Trauma Surgery and Treatment
What is Trauma Surgery and Treatment?
Trauma surgery is a surgical speciality that treats traumatic injuries in an emergency setting, employing both operative and non-operative therapy. This procedure is employed when a life-threatening injury such as road accidents, severe sports injuries, gunshot or knife wounds, or a sudden fall from an extreme height is diagnosed.
Trauma surgery is a high-intensity, quick-response procedure with little time for the lengthy discussions that are frequent in medical consultations. In trauma surgery, every second counts, therefore surgeons must be educated to make quick decisions and work under pressure.
How do we handle patients with this condition?
Patients are quickly assessed when they arrive at the emergency room to identify the severity of their injuries and which are the most harmful to function and life. If emergency surgery is not essential to save the patient’s life, the foremost priorities before surgery are resuscitation and stabilisation. After that, surgical treatment is given.
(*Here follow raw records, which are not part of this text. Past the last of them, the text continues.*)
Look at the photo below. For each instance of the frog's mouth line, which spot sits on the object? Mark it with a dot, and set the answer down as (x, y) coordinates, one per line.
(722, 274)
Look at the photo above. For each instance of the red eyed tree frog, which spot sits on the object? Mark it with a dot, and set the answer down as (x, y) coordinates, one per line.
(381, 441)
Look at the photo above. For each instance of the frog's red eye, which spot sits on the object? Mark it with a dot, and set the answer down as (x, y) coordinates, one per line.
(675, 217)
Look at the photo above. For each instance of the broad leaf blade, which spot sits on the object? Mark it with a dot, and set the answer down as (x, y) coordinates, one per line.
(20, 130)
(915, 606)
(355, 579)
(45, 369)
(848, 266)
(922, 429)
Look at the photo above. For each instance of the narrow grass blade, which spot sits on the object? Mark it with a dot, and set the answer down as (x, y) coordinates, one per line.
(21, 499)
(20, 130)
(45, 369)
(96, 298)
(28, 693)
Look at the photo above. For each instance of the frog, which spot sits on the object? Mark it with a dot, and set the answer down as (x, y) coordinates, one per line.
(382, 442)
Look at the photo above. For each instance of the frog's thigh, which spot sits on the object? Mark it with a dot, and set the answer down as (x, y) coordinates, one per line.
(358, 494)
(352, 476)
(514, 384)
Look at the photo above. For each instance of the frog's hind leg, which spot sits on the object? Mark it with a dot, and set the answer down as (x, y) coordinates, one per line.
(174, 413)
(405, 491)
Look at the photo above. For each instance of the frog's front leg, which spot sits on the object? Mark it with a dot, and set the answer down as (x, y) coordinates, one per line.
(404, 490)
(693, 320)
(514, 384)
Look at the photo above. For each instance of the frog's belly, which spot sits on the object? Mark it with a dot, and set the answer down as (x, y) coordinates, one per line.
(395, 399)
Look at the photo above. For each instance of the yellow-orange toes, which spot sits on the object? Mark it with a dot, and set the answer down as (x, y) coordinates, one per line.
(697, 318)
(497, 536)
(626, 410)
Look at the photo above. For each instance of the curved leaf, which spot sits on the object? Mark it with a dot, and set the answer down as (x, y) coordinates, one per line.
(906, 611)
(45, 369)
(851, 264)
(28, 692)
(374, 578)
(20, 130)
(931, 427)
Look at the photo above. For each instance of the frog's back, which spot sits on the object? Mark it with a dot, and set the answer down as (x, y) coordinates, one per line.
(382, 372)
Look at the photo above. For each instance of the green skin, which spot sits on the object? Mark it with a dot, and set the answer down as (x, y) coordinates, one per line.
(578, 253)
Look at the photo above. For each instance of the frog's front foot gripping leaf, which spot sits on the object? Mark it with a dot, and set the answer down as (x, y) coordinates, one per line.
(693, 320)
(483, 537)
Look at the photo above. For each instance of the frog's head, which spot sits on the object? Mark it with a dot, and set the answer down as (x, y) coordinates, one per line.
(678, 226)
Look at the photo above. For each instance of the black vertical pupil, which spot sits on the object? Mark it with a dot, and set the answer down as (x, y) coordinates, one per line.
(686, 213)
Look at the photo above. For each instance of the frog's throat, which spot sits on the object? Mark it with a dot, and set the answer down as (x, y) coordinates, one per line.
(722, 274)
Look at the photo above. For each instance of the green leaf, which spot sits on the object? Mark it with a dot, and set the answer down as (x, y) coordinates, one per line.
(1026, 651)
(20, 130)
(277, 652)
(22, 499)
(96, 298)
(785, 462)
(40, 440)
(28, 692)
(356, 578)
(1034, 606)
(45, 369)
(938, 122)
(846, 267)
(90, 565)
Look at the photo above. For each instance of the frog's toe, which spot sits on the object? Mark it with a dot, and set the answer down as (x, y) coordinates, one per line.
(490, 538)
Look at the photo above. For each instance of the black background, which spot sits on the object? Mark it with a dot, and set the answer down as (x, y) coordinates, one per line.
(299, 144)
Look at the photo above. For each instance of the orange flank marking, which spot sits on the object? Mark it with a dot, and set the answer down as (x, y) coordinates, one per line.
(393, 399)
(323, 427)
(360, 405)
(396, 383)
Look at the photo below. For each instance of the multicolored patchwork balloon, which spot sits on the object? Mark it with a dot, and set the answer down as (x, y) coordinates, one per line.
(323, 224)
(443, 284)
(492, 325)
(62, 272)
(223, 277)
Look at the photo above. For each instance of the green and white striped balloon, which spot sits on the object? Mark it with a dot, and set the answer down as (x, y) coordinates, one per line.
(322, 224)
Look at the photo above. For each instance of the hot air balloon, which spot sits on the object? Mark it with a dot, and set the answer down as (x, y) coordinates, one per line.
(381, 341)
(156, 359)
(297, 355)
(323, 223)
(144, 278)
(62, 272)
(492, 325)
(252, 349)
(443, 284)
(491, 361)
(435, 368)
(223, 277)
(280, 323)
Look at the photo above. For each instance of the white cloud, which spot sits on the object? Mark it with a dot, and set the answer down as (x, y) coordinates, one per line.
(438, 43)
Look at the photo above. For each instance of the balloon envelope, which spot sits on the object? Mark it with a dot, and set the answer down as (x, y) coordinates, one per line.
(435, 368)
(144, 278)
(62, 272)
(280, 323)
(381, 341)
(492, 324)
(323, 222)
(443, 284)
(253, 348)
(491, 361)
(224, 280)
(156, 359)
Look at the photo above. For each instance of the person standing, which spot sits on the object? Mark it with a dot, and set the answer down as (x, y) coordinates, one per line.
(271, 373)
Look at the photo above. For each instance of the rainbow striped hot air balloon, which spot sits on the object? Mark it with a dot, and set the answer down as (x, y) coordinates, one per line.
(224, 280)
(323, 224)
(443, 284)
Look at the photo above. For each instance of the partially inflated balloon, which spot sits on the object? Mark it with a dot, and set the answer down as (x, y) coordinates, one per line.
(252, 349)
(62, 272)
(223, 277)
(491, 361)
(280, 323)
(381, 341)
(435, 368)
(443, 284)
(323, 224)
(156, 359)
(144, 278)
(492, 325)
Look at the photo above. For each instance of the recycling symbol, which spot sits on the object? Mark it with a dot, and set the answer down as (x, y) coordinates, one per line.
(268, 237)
To establish the severity of injuries, radiographic X-rays and CT scans, as well as MRIs, are used. These devices allow the surgeon to detect interior organ damage and haemorrhaging. Trauma surgeons also collaborate closely with emergency personnel in the patient’s resuscitation and stabilisation procedures.
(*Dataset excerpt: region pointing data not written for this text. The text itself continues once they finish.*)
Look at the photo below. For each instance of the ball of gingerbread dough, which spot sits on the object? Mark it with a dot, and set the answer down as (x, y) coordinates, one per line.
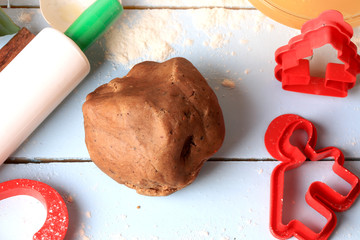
(153, 129)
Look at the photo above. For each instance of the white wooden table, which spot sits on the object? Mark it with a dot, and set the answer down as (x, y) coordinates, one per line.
(230, 197)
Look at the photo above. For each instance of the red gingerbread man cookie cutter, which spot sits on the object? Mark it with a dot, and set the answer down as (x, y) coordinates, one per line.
(293, 69)
(319, 196)
(56, 223)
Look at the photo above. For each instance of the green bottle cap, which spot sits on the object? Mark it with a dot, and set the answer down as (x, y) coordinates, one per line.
(93, 22)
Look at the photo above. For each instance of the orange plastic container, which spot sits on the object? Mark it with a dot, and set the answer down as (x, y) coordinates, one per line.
(294, 13)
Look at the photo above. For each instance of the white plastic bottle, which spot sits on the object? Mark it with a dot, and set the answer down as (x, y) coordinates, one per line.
(34, 83)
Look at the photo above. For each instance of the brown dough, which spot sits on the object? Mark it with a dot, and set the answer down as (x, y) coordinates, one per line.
(153, 129)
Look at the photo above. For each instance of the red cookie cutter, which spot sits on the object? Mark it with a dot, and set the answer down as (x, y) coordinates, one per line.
(319, 196)
(294, 71)
(56, 223)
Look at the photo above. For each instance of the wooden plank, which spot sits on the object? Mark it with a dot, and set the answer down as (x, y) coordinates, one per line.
(228, 200)
(238, 45)
(14, 47)
(154, 3)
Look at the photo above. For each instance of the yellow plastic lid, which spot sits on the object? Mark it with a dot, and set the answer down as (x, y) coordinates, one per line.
(294, 13)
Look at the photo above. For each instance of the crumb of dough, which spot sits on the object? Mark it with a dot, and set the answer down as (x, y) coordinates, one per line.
(88, 214)
(228, 83)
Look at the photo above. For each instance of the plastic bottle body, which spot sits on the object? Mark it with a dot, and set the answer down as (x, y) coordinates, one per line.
(35, 83)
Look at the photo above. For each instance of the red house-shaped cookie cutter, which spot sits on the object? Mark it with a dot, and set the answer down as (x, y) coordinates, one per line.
(319, 196)
(294, 71)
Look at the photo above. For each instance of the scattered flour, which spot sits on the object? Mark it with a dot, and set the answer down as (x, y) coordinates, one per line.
(25, 17)
(204, 233)
(149, 37)
(196, 3)
(228, 83)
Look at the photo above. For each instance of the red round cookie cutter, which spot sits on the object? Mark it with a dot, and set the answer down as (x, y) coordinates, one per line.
(293, 70)
(319, 196)
(56, 223)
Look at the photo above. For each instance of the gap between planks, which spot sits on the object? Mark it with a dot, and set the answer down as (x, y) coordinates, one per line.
(144, 7)
(48, 160)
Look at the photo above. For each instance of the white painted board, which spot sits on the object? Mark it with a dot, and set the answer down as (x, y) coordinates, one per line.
(228, 200)
(240, 48)
(153, 3)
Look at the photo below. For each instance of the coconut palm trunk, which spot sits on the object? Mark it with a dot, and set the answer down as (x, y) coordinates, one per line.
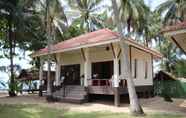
(48, 28)
(12, 81)
(135, 106)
The main concerns during initial trauma surgery operations are airway patency, respiration, blood circulation, and the use of essential medicines. At the time of admission, triage care examines routine facts such as the patient’s vital signs, age, and history of pre-existing disorders. Laboratory procedures, such as blood testing, may be required, as well as intravenous access lines and monitoring devices for vital signs.
Why is urgency important?
Trauma surgery is often a matter of life or death. The likelihood grows with the severity of the damage and the facility’s failure to manage the emergency and stabilise the patient.
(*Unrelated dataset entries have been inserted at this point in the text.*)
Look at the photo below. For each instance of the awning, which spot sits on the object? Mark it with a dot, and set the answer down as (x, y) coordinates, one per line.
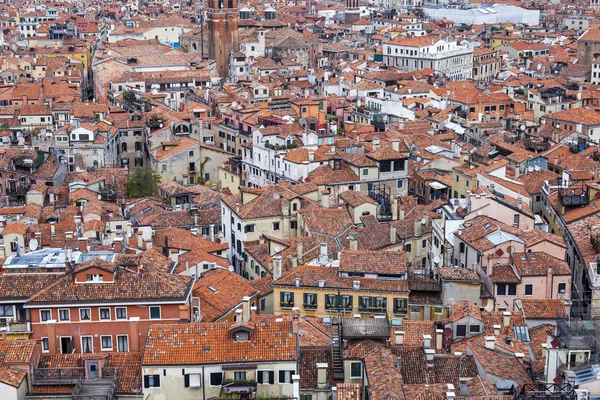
(437, 186)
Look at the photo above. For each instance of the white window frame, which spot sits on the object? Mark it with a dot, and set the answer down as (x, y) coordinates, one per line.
(117, 315)
(68, 312)
(100, 314)
(47, 349)
(150, 312)
(102, 348)
(355, 376)
(265, 370)
(85, 320)
(81, 343)
(120, 351)
(199, 380)
(45, 309)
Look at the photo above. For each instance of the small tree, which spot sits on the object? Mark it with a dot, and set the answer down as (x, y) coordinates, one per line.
(143, 182)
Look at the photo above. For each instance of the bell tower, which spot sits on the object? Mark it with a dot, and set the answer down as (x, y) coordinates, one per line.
(352, 13)
(222, 23)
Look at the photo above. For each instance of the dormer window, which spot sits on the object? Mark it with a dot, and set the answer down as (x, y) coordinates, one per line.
(94, 278)
(242, 336)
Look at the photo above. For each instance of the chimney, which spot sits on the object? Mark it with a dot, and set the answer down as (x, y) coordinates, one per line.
(549, 282)
(352, 241)
(82, 244)
(506, 319)
(394, 208)
(134, 333)
(300, 252)
(51, 331)
(450, 394)
(296, 386)
(246, 309)
(276, 268)
(323, 254)
(497, 330)
(463, 389)
(325, 199)
(376, 142)
(322, 375)
(439, 339)
(399, 337)
(426, 341)
(429, 354)
(490, 342)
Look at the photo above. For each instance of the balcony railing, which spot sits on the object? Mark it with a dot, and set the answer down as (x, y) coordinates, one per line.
(58, 376)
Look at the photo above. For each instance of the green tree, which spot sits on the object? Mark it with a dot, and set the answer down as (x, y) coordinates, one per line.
(143, 182)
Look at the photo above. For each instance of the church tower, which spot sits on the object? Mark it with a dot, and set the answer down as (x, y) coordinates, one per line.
(352, 13)
(222, 23)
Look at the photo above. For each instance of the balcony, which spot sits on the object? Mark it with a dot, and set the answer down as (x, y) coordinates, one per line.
(58, 376)
(594, 275)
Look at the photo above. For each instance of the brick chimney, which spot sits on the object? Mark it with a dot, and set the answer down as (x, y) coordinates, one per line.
(134, 333)
(51, 329)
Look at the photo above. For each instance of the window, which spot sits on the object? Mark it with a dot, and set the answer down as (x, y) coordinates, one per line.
(45, 315)
(501, 291)
(155, 312)
(151, 381)
(64, 315)
(122, 343)
(562, 288)
(287, 299)
(285, 376)
(310, 301)
(400, 306)
(239, 375)
(104, 313)
(105, 342)
(216, 378)
(355, 370)
(193, 380)
(87, 346)
(265, 377)
(85, 314)
(121, 312)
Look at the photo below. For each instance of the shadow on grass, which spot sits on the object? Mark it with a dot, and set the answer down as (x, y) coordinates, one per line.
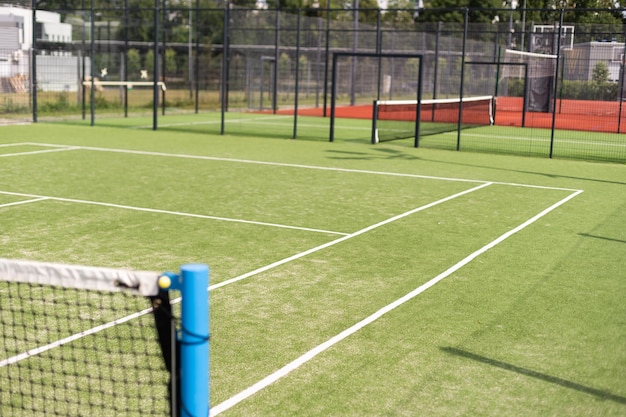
(384, 153)
(527, 172)
(605, 395)
(610, 239)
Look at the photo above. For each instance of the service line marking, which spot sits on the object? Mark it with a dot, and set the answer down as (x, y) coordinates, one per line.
(175, 213)
(303, 166)
(295, 364)
(41, 349)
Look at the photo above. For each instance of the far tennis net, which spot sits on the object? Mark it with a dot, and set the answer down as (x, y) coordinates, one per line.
(397, 119)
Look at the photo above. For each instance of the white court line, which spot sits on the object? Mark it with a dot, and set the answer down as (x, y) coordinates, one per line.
(270, 379)
(315, 167)
(34, 200)
(61, 342)
(175, 213)
(341, 239)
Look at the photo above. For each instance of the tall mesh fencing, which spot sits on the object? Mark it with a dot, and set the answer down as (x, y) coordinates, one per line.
(249, 62)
Failure to perform trauma surgery as soon as possible in circumstances when it is necessary may result in a variety of long-term issues, including, but not limited to, internal organ damage, limb amputation, and neurological abnormalities, and loss of organ function. Fortunately, developments in medicine and technology over the last several decades have allowed for a better understanding of the events that cause morbidity and mortality.